For human polyomaviruses with seroprevalence below 95%, we investigated the relationship between the genetic contribution to serostatus and humoral immune response in seropositive individuals. Whereas the quantitative approach is purely looking at immune response in infected individuals, the case-control study design has the potential to also uncover genetic loci involved in susceptibility to infection. Our meta-analysis results suggest very similar genetic contributions to the continuous (quantitative) and binary (case-control) phenotypes, with comparable statistical strength. The same variable genetic loci in HLA class II, FUT2 and STING1 were found to be associated with JCPyV6 and MCPyV serostatus and IgG levels. These similarities in the results could be explained by the impossibility of being able to differentiate between individuals who were never infected and individuals who were infected but had an extremely weak antibody response.

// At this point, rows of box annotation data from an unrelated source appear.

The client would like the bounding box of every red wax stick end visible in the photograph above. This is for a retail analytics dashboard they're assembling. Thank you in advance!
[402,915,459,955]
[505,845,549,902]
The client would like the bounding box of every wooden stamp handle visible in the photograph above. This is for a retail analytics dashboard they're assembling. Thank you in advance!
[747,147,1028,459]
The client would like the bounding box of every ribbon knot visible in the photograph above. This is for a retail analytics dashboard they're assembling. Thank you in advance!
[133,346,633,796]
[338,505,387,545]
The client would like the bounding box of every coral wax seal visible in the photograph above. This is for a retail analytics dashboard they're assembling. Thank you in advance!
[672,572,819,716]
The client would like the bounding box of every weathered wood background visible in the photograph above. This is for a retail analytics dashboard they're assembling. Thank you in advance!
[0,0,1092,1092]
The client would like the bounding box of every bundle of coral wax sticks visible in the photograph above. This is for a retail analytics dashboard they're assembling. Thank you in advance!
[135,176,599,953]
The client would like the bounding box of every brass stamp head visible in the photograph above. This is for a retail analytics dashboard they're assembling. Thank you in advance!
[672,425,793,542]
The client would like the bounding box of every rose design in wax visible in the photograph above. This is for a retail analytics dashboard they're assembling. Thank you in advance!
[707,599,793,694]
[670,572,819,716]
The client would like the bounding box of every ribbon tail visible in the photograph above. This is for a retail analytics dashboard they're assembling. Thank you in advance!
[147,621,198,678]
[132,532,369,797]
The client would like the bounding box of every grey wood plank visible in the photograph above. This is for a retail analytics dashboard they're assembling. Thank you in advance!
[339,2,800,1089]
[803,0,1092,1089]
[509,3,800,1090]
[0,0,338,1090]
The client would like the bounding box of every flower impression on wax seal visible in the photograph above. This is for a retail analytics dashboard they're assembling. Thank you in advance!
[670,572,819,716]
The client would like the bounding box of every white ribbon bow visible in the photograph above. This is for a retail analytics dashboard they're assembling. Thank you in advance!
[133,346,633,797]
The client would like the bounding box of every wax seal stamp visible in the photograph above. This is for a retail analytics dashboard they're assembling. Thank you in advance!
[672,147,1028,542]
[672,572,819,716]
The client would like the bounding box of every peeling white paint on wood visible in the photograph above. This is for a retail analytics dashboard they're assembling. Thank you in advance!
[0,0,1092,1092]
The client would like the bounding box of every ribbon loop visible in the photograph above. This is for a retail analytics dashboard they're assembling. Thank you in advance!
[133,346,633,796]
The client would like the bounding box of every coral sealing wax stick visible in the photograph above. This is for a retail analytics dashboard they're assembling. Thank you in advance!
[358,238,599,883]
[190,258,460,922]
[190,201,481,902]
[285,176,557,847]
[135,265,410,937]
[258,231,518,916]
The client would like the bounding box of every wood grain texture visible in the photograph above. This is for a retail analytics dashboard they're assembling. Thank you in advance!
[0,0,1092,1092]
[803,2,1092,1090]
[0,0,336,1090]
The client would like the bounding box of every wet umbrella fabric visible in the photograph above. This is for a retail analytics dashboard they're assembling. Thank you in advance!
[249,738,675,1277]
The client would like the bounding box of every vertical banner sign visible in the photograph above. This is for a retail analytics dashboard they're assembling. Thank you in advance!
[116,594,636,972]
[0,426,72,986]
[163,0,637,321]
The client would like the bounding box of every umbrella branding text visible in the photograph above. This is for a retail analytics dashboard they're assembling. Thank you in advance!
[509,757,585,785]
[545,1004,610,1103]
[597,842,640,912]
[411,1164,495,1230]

Here we report the first meta-analyses aiming to identify human genetic determinants of the humoral immune response against multiple polyomaviruses. Statistically combining data from CoLaus, GRAS and a subset of the UKB, allowed us to run analyses on a total of 15,660 individuals of European ancestry. This provided greater statistical power and a more accurate estimate of the underlying effects, also reducing the risk of false-negative results. Some limitations need however to be considered. First, we did not have serological data for all five polyomaviruses in each cohort. Second, the meta-analyses relied on summary statistics derived from independently computed GWAS, which might result in biases due to differences in the design, analysis and conduct of the individual studies. Third, our analyses were restricted to individuals of European ancestry, which limits the generalizability of our results. Finally, as mentioned above, individuals with very low IgG levels were excluded from the quantitative association analyses, due to the impossibility of distinguishing them from truly seronegative (i.e. never infected) study participants; this resulted in reduced statistical power.
In summary, we here report strong associations of HLA class II, FUT2, STING1, and MUC1 genetic variants with the intensity of the humoral IgG response to multiple human polyomaviruses. Together, these results demonstrate the modulating contribution of host genetic variation to the individual response against some of the most prevalent human viruses.
Data Availability
Full meta-analyses association results are available for download from Zenodo.